Cenbank expedites liquidity support for banks ahead of Eid
Yet, call money rate hits a two-and-a-half month high of 6.19% on Tuesday amid rushes for cash withdrawal
![Illustration: TBS](https://947631.windlasstrade-hk.tech/sites/default/files/styles/infograph/public/images/2023/04/18/p1_infograph_cenbank-expedites-liquidity-support-for-banks-ahead-of-eid.jpg)
The Bangladesh Bank has increased liquidity support to banks through the short-term repurchase agreement, widely known as repo, so that they can manage liquidity stress amid rushes for cash withdrawal ahead of Eid-ul-Fitr.
The amount of outstanding repo loans jumped to Tk19,828 crore on 16 April, according to the latest central bank data, which was just Tk10,880 crore on 9 April.
Commercial banks borrowed the money from the central bank against their treasury bills or bonds for 1-14 days at 6.1-6.2% interest rates to meet their fund shortage.
Besides, their borrowings from each other, which is known as the call money market, have also been on the rise for the last couple of days. On Tuesday, the call money rate reached 6.19%.
"The demand for money at banks naturally increases during Eid. The central bank supports the banks with repo borrowings to keep a good flow of cash at such times," a senior Bangladesh Bank official, wishing to remain unnamed, told The Business Standard.
Banks sought higher amounts of funds for several weeks until Monday, which decreased a bit on Tuesday, he noted and added that although repo borrowings are available for 1-14 days, some banks borrowed for 14 days considering Eid vacations and their convenience.
Several private bank officials told TBS that the demand for cash increases ahead of Eid as people's spending increases largely for shopping. To manage the pressure, some banks struggle and borrow from others. This time, three state-owned banks and several Islamic banks are under severe liquidity stress and they have borrowed the most. Many other banks are in good condition with the support of the central bank, they added.
Highest call money rate in 2.5 months
Even though the central bank increased liquidity support through repo, banks also increased borrowing among each other in the past two weeks due to the high demand for cash.
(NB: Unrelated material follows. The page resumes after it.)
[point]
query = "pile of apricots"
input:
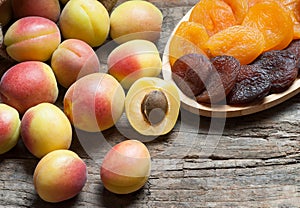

As a result, the call money rate – the interest rate at which one bank borrows money from another overnight – reached a two-and-a-half-month high of 6.19% on Tuesday.
On the day, call money borrowings, 2-14 days short notice and term loans among banks amounted to Tk7,128 crore, with the dominance of short-notice borrowings – Tk3,932 crore.
Insiders said banks having surplus liquidity are more interested in lending on short notice rather than overnight on the call money market because of higher interest rates – which was the highest at 9% on Tuesday.
"The central bank has been increasing liquidity support in the form of repo loans to banks since the beginning of February, which helped fall in call money rate. The rate was 7% on 25 January and levelled at 6% for the last two and a half months. The cash withdrawal pressure increased the rate again on Tuesday," a senior Bangladesh Bank official explained.